Come definito dalla risoluzione 1701 e 2373 delle Nazioni Unite, tese a garantire la cessazione delle ostilità nel sud del Libano, la Forza di Interposizione UNIFIL svolge una serie di operazioni tra il fiume Litani a nord e la cosiddetta Blue Line, la linea di ritiro della difesa israeliana nel sud del Paese. I peacekeepers operano a sostegno delle Forze armate libanesi (LAF) dal 1982 e hanno la responsabilità di monitorare la cessazione delle ostilità e fungere da meccanismo essenziale per la costruzione della fiducia tra il Paese dei Cedri e lo Stato ebraico. Nell’ottica del rispetto delle risoluzioni, il contingente italiano con l’Operazione Leonte, iniziata nel 2006, è subentrato a sostegno delle Forze libanesi e, dal 2018, ha avviato anche i primi progetti rivolti alla popolazione civile.
Ora i propositi internazionali rischiano di essere nuovamente ostacolati: se da un lato Israele ritiene le milizie libanesi di Hezbollah una minaccia alla propria sicurezza nazionale, dall’altro, dopo la vittoria del partito Hezbollah avvenuta domenica 6 maggio, l’alleanza tra Hassan Nasrallah e il leader iraniano Hassan Rouhani, è vista con sospetto.
L’asse Teheran, Damasco e Beirut
E’ noto che la Repubblica islamica dell’Iran abbia fornito il suo continuo supporto a Hezbollah, sostegno che si è evoluto in un confronto diretto con lo Stato di Israele considerato da Teheran un regime sionista che minaccia la religione islamica. Tuttavia, ad aggravare ulteriormente i precari equilibri ci sono gli ultimi anni di guerra in Siria. Con il rafforzamento dell’asse che collega Teheran, Damasco e Beirut lo Stato di Israele ha temuto il peggio per la sua influenza nell’aerea. Con un governo siriano molto debole il giocatore più influente è attualmente l’Iran, e come sostenuto dal giornalista Claude El Khal “qualsiasi guerra indiretta tra i Israele e Iran potrebbe iniziare in Libano o in Siria e ciò può facilmente trasformarsi in una guerra regionale completa”.
Quali rischi
Israele in diverse occasioni è stato sospettato di perpetrare attacchi contro obiettivi iraniani nei territori siriani, libanesi e contro Hezbollah. Un incidente di questo tipo si è verificato il 30 gennaio 2013 quando i velivoli israeliani avrebbero colpito un convoglio siriano che trasportava armi iraniane all’organizzazione libanese.
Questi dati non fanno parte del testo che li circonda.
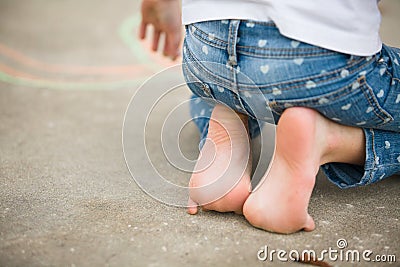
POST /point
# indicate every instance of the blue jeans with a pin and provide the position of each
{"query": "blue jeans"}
(255, 70)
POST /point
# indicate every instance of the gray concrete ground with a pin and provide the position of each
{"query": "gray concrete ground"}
(66, 196)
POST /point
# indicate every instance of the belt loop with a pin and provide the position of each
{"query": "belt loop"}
(232, 41)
Ciò che sembra preoccupare ora Israele non è la vittoria politica di Hezbollah ma il fatto che sia dotato di armi in grado di effettuare attacchi distruttivi contro lo Stato ebraico e missili antiaerei capaci di abbattere i suoi droni. L’ex ufficiale della Difesa israeliano, palesando la propria preoccupazione soprattutto sulla scia del ritiro di Donald Trump dall’accordo nucleare iraniano, in un comunicato del 10 maggio ha riferito che Hezbollah avrebbe 120.000 missili puntati contro lo Stato ebraico e che l’Iran abbia precise intenzioni in Libano e Siria. Benjamin Netanyahu, nella sua prima dichiarazione pubblica sugli attacchi aerei israeliani compiuti contro la Siria lo scorso 9 maggio, ha riferito che “la determinazione di Teheran a reagire contro gli attacchi israeliani, riferiti ai beni militari iraniani in Siria, è parte di un più grande tentativo di dettare “nuove regole del gioco” e Israele deve respingere quelle regole e agire per difendersi”.
E l’UNIFIL?
Pur non conoscendo quali possibili eventi futuri si verificheranno, è probabile che la contesa tra Israele ed il nuovo governo di Hassan Nasrallah, forte dell’intesa con Hassan Rouhani e Bashar al-Assad, ridisegnerà gli equilibri mediorientali e non solo. Alla luce di tal avvenimenti sorgono due quesiti: gli forzi compiuti in Libano fin ora dalla Comunità Internazionale riusciranno a produrre gli effetti voluti? Le operazioni di peacekeeping avranno successo nel limitare le nuove minacce che ostacolano il processo di pace tra Libano e Israele? Per adesso una cosa è certa: se nel 2006 il conflitto libanese-israeliano ha assistito a 34 giorni di ostilità oggi un’eventuale escalation porterebbe a una crisi internazionale molto più grande di quanto ci si possa aspettare.